BAKERSFIELD - A mother is considering taking legal action over the Kern High School District's dress code policy. She says a Centennial High School staff member made her freshman daughter change into a Mr. Potato Head t-shirt on the first day of school, calling the shirt she was wearing, inappropriate.
The school district admits the way the school handled the situation was wrong and officials have apologized to the family. But, that may not be enough.
The mother would not talk to 17 News on camera because of possible litigation, but she sent us her daughter's pictures.
Starting the school year in style, the Centennial High freshman chose to wear a thin skull tank top with a bandeau bra underneath and teal green shorts on her first day. But when she got to class, she was sent to the office for her shirt.
"While she wore something underneath, her midriff was somewhat visible and we don't allow bare midriffs at school," said John Teves with the Kern High School District.
But, Teves admits what happened next was the school's mistake. Centennial staff did not let the girl call her parents for a different shirt. Instead, she was given a Mr. Potato Head shirt with the word "loaner" written on it.
"What was inarguable was that she was not given the chance to call her mother. She was given something to wear back to the classroom that was not appropriate," said Teves.
Teves says if parents can't bring a change of clothes, a plain shirt should be provided. And, the first week of class is the most confusing for new students and staff over what can and can't be worn because district rules are vague.
They say administrators can make "case by case" judgments following guidelines "prohibiting disruptive clothing, inappropriate slogans or illustrations, revealing attire, dangerous or unsafe apparel, and gang-related articles."
"No, I think there are bigger issues than to think about then what the kids wear," said Tara Horn, parent of a high school student.
"I do think that they should have a modesty standard," said Karen Carter, parent of a high school student. "I think the boys should have a place to put their eyes and it should not be on the girls. So, I'm okay with the dress standards. I would like to see them be even a little more strict to be honest with you."
While Teves admits the vague rules leave room for interpretation from campus to campus, he says they have to keep them that way to stay current.

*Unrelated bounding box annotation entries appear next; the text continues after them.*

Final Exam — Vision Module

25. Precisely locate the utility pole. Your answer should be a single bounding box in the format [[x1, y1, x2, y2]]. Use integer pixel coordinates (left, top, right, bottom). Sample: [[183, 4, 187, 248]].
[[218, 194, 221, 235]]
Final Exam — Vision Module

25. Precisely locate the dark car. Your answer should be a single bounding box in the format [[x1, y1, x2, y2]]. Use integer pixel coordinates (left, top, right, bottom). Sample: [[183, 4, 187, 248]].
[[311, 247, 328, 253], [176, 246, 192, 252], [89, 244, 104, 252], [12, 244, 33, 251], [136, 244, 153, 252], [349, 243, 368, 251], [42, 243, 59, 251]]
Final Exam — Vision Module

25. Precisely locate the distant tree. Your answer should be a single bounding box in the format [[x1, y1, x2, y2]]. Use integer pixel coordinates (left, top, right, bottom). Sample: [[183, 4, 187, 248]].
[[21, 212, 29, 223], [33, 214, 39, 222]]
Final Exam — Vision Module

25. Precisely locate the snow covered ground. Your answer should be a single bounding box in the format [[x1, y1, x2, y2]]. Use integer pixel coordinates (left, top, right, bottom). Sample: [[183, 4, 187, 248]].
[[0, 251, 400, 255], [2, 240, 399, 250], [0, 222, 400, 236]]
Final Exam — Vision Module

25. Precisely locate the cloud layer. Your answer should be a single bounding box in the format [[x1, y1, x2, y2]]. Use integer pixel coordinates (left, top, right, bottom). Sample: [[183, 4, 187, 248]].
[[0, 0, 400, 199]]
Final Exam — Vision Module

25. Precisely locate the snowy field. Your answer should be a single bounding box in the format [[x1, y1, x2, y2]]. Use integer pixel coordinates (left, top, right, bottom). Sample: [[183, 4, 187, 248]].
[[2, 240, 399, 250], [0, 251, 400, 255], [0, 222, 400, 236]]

"Fashions change. What goes on in the gang world changes. Gang affiliation can change from a color of a hat to a color of shoelaces and we have to keep things vague so they can remain fluid enough that we can deal with these things as needed," said Teves.
Teves says no staff at Centennial High was reprimanded. However, they were refreshed of school policy about dress code violations. And, the Mr. Potato Head shirt and others like it were destroyed.